I started to ponder following problem. I have a driven, damped oscillator where the mass is free to vibrate in y-direction. If I put a wall or a ground near the mass, the mass touches it if the drive amplitude is larger than the distance to the ground. How does this change the normal dynamics. I would expect that the oscillation becomes pretty complex depending on forcing amplitude and spring parameters. Is it possible to derive the amplitude equation for given frequency and spring parameters?

2. Jul 10, 2017

### .Scott

It would depend on how elastic the collisions were.

Assuming massless springs, rigid weights, etc:
If the collisions were completely inelastic, the results would be fairly simple because the new velocity (zero) would not depend on the incident velocity.
Generally, on collision the velocity of the oscillating weight would change by a factor of "a" in the y direction where 0>=a>=-1.

3. Jul 10, 2017

### Nefertiti

Assuming inelastic collision, would it be possible to analytically derive the amount of energy transferred to the ground? Especially considering the spring parameters and the driving frequency.

4. Jul 10, 2017

### .Scott

If you know the frequency, it should be easy to model the system.
You really haven't described the whole system. Are you pumping energy into this system? What is causing the "damping", friction in the spring?, a function of the velocity?
If it's inelastic and you are not going to add energy to the system, it will hit the floor once and then never again.

5. Jul 11, 2017

### Nefertiti

I'm considering following scenario. The "ground" to which the spring is attached, is driven with n=C*Cos(wt). The natural frequency for this setup can be solved when there is no impact with the wall. Now I'm considering the case where there is an impact with the spring-mass and the wall. The impact should be inelastic but as the "ground" is driven, there is energy so that movement doesn't die out. The question is: is the amplitude-frequency plot altered by these non-elastic impacts?

6. Jul 11, 2017

### .Scott

If you look at the weight cycling at it's natural frequency, it will follow the sine function. If we consider the point when it is closest to the wall to be the 0-degree and 360-degree position, then what happens when it hits the wall will be that it will suddenly skip from a position such as 350 degrees to the 0 degree position.
Thus the new "natural frequency" will be higher and will be dependent on how much energy is added on each cycle.
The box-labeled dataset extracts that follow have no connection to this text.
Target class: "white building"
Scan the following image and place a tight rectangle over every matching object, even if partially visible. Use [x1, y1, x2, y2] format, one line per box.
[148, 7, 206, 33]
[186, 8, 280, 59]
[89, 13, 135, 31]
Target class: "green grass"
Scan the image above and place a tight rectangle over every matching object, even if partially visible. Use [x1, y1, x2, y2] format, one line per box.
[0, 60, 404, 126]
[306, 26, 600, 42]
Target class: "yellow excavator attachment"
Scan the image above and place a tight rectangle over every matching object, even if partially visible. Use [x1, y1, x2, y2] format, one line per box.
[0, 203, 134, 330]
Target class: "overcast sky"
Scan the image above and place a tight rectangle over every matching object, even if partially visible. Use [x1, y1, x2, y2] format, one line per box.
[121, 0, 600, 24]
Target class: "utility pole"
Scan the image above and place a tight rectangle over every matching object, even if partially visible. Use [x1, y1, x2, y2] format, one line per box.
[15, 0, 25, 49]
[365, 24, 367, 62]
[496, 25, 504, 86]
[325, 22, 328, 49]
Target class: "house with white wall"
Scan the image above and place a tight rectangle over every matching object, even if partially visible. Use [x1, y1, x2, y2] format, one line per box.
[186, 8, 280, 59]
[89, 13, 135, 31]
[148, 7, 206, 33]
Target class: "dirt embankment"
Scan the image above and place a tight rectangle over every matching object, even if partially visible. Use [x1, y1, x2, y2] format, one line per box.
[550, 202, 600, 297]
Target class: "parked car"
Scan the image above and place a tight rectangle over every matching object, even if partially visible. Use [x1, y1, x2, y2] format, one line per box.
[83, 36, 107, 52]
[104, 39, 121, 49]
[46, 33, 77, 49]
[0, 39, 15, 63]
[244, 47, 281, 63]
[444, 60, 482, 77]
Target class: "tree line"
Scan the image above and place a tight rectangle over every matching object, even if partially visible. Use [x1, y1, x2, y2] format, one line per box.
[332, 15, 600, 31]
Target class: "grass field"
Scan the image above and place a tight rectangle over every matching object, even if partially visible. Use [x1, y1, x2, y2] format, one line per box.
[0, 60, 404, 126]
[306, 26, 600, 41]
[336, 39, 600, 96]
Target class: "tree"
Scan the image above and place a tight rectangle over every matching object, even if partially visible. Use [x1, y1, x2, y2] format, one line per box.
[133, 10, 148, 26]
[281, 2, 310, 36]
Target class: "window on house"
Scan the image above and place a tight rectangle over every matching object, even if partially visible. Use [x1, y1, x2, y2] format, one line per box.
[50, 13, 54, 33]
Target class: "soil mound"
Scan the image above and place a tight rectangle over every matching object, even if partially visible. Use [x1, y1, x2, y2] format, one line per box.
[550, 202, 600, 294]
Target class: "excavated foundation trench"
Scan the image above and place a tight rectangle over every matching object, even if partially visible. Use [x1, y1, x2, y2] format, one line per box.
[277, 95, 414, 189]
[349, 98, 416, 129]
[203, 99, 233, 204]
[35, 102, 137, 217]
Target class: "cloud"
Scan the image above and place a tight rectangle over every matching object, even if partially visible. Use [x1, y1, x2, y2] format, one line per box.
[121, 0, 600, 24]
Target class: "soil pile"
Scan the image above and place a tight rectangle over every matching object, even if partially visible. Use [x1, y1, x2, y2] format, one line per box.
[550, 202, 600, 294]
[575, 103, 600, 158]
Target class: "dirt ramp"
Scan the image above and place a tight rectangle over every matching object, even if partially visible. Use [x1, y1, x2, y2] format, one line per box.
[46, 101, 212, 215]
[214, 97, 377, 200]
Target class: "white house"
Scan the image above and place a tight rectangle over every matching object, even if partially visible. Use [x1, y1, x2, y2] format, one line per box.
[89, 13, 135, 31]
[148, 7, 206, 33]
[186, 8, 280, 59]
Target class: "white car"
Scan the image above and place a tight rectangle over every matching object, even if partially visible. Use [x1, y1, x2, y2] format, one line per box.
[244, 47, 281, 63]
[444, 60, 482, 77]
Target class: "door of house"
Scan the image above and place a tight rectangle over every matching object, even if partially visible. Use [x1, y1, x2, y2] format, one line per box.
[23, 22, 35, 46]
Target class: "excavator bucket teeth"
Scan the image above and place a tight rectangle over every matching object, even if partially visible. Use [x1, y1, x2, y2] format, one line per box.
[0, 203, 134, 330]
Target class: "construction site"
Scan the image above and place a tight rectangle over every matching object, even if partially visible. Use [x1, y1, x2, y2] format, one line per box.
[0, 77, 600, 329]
If the w in the C cos(wt) is not changed, the collision will cause the weight to fall out of phase with N. So if the w is kept at the original natural frequency, a series of collisions (a series could be just one collision) will put the weight sufficiently out of phase that the weight will not efficiently increase the amplitude. Then the system will begin to recover - eventually bringing the weight into phase and increasing the amplitude thus setting it up for the next series of collisions.